The major principles that have informed media classification in Australia—such as adults should be free to make their own informed media choices and children should be protected from harm—continue to be relevant and important. While a convergent media environment presents major new challenges, there is a community expectation that certain media content, such as films and television programs, will continue to be accompanied by classification information based on guidelines that reflect community standards.
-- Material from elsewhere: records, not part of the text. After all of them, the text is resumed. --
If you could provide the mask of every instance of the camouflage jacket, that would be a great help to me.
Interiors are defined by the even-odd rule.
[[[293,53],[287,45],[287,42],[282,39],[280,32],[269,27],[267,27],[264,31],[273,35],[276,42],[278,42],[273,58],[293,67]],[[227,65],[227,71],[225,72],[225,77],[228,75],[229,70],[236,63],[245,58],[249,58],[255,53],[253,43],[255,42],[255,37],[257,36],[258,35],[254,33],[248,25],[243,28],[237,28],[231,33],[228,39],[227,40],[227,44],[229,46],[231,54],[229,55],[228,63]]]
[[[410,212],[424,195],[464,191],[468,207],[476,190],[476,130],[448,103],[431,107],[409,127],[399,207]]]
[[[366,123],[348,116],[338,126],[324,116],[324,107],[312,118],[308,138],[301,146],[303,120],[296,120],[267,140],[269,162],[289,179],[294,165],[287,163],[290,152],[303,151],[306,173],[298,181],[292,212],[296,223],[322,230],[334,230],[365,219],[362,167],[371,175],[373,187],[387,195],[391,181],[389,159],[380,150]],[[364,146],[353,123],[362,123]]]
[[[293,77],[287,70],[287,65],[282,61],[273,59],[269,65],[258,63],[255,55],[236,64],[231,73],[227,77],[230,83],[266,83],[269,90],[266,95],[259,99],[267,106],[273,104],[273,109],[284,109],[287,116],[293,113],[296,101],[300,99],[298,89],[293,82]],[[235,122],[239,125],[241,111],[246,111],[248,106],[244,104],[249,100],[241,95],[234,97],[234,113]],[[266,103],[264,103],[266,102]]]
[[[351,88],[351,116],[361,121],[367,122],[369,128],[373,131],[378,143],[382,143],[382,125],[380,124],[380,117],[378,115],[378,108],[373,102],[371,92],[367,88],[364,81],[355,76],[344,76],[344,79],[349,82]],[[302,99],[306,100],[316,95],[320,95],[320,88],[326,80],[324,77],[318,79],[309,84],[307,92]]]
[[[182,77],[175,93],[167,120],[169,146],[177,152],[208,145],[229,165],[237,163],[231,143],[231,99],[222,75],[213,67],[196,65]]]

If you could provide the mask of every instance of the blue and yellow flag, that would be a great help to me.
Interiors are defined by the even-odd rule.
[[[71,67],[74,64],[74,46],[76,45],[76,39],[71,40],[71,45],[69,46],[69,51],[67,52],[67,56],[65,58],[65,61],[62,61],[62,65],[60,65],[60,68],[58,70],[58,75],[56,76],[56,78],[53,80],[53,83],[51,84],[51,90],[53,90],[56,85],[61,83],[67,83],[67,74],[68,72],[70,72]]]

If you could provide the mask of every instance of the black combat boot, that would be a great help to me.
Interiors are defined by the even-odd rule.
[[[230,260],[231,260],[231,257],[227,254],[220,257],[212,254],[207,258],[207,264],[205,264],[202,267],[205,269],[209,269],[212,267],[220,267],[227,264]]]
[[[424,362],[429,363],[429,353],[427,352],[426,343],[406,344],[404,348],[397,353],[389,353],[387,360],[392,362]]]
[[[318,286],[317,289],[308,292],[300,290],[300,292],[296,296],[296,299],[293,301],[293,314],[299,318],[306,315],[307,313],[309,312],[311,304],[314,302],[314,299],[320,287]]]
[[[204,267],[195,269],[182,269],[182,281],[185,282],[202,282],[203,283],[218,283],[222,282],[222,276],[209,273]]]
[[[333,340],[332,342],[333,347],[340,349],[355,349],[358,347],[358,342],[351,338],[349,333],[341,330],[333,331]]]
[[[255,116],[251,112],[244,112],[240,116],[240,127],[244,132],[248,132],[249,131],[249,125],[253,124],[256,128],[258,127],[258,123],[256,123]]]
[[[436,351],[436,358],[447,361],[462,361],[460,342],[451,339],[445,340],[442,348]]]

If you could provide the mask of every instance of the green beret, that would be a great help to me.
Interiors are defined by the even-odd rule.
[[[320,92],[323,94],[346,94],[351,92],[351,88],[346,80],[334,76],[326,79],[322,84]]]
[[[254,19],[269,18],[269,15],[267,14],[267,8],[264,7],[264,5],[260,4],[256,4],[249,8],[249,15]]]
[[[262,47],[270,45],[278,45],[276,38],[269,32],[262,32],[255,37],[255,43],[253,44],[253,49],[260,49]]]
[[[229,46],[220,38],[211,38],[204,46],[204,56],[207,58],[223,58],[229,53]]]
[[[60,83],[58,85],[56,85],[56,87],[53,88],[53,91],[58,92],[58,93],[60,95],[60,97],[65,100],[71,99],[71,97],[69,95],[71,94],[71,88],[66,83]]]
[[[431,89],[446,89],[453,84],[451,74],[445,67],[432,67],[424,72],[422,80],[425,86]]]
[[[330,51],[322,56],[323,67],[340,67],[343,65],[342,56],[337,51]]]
However, industry submissions to this Inquiry were almost universal in condemning the current National Classification Scheme for not responding adequately to the challenges of media convergence. The Classification (Publications, Films and Computer Games) Act 1995 (Cth) (Classification Act) was said to be ‘an analogue piece of legislation in a digital world’. Respondents drew attention to aspects of the current classification framework that have become dysfunctional, are failing to meet intended goals, and create confusion for the industries involved and the wider community. Among the problems identified are:
inconsistent classification obligations for the same content delivered on different media platforms;
inconsistent classification guidelines and markings across media platforms;
pervasive ‘double handling’—with some content being classified multiple times for different platforms;
cost and regulatory burdens applying unevenly across media industries;
anomalies in the treatment of media content between different states and territories, such as inconsistent laws relating to the sale and distribution of sexually explicit adult content;
the fragmentation of regulatory agencies and administrative oversight, and the division of authority between the Commonwealth, the states and territories;
the need for Commonwealth, state and territory ministers to reach unanimous agreement on any amendments to the National Classification Code or to classification guidelines;
low compliance with classification obligations in some industries;
the breadth of the current Refused Classification (RC) category, particularly in light of its possible application in mandatory or voluntary internet service provider (ISP) level internet filters; and
confusion and legal uncertainty surrounding schs 5 and 7 of the Broadcasting Services Act 1992 (Cth), which regulate online content.